Using Device Plug-ins

What Device Plug-ins Do

Device plug-ins allow you to use a particular device type (GPU, InfiniBand, or other similar computing resources that require vendor-specific initialization and setup) in your OKD pod without needing to write custom code. The device plug-in provides a consistent and portable solution to consume hardware devices across clusters. The device plug-in provides support for these devices through an extension mechanism, which makes these devices available to containers, provides health checks of these devices, and securely shares them.

OKD supports the device plug-in API, but the device plug-in containers are supported by individual vendors.

A device plug-in is a gRPC service running on the nodes (external to atomic-openshift-node.service) that is responsible for managing specific hardware resources. Any device plug-in must support following remote procedure calls (RPCs):

  1. service DevicePlugin {
  2. // GetDevicePluginOptions returns options to be communicated with Device
  3. // Manager
  4. rpc GetDevicePluginOptions(Empty) returns (DevicePluginOptions) {}
  5. // ListAndWatch returns a stream of List of Devices
  6. // Whenever a Device state change or a Device disappears, ListAndWatch
  7. // returns the new list
  8. rpc ListAndWatch(Empty) returns (stream ListAndWatchResponse) {}
  9. // Allocate is called during container creation so that the Device
  10. // Plug-in can run device specific operations and instruct Kubelet
  11. // of the steps to make the Device available in the container
  12. rpc Allocate(AllocateRequest) returns (AllocateResponse) {}
  13. // PreStartContainer is called, if indicated by Device Plug-in during
  14. // registration phase, before each container start. Device plug-in
  15. // can run device specific operations such as reseting the device
  16. // before making devices available to the container
  17. rpc PreStartContainer(PreStartContainerRequest) returns (PreStartContainerResponse) {}
  18. }

Example Device Plug-ins

For easy device plug-in reference implementation, there is a stub device plug-in in the Device Manager code: vendor/k8s.io/kubernetes/pkg/kubelet/cm/deviceplugin/device_plugin_stub.go.

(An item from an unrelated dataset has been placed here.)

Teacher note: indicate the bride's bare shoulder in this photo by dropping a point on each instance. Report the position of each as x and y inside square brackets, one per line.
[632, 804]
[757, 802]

Methods for Deploying a Device Plug-in

  • Daemonsets are the recommended approach for device plug-in deployments.

  • Upon start, the device plug-in will try to create a UNIX domain socket at /var/lib/kubelet/device-plugin/ on the node to serve RPCs from Device Manager.

  • Since device plug-ins need to manage hardware resources, access to the host file system, as well as socket creation, they must be run in a privileged security context.

  • More specific details regarding deployment steps can be found with each device plug-in implementation.